RAL Tier1 Operations Report for 27th June 2012
Review of Issues during the fortnight 13th to 27th June 2012
|
- The update of the Oracle database behind the FTS and (non-LHC VO's) LFC on Wednesday 13th June ran into problems. The FTS service was restored during the afternoon but the FTS database had to be re-created which caused the queue of transfers to be lost. The LFC database was in the end successfully moved to an Oracle 11 database but it was not available again until the morning of Friday 15th June. This issue has been the subject of a post mortem - the report can be seen at https://www.gridpp.ac.uk/wiki/RAL_Tier1_Incident_20120613_Oracle11_Update_Failure
- On Friday (15th June) there was a hardware failure on one of the Castor headnodes for the GEN instance. The functionality was moved across to one of the other headnodes during the afternoon. A short outage was declared for the Castor GEN instance.
- There was a problem with the routing of packets from the OPN to RAL. These were routed over the production networks from 13-21st June. (Outbound packets were routed correctly over the OPN link). This was triggered by a change to complete the extension of the address range being used for our disk servers. This caused a problem with file transfers between RAL and FZK only. (This particular problem was worked around (by FZK) on 18th.)
- There were problems with CMS SUM tests and CMS FTS transfers over the weekend of 23/24 June. These were caused by two problems - one resolved by restarting the SRMs, the other by changing a poor execution plan in the database.
- There was a spate of SUM test failures for the CEs In the morning of Tuesday 26th June. These were caused by the recurrence of a problem seen between teh CEs and the batch server. These were fixed by restarting torque/maui on the batch server.
Resolved Disk Server Issues
|
Current operational status and issues
|
- On Tuesday 12th June the first stage of switching ready for the work on the main site power supply took place. This initial switching should be completed today (13th June). The work on the two transformers is expected to take until 18th December.
- There is still a problem with the reporting of disk capacity to be followed up.
Ongoing Disk Server Issues
|
- GDSS607 (LHCbDst - D1T0) has been drained and, following further problems is still undergoing re-acceptance testing following earlier failures. Comment from Kash: Machine appears to be finally working well (after firmware update + replacement hardware), has passed 6 days of acceptance testing and will be handed back tomorrow.

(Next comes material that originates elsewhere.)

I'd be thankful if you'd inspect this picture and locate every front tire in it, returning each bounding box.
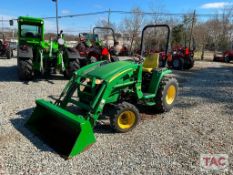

Notable Changes made this last week
|
- Castor 2.1.11-9 update completed (Wed 13th June).
- The Database behind the FTS and non-LHC VO's LFC ("Somnus") has been updated to Oracle 11. (13-15 June)
- The RAL site access router was replaced as part of a significant upgrade on Tues 19th June.
- Castor Oracle 11 update. (Wed 27th June).
- Move the FTS database back to the 'Somnus' RAC (Wed 27th June).
- Drain and re-install of WMS02 for EMI installation WMSv3.3.5 (Thu 21 - Wed 27 June).
Advanced warning for other interventions
|
The following items are being discussed and are still to be formally scheduled and announced.
|
- The FTS Agents are being progressively moved to virtual machines.
Listing by category:
- Databases:
- Switch LFC/FTS/3D to new Database Infrastructure.
- Castor:
- Upgrade to version 2.1.12.
- Networking:
- Install new Routing layer for Tier1 and update the way the Tier1 connects to the RAL network. (Plan to co-locate with replacement of UKlight network).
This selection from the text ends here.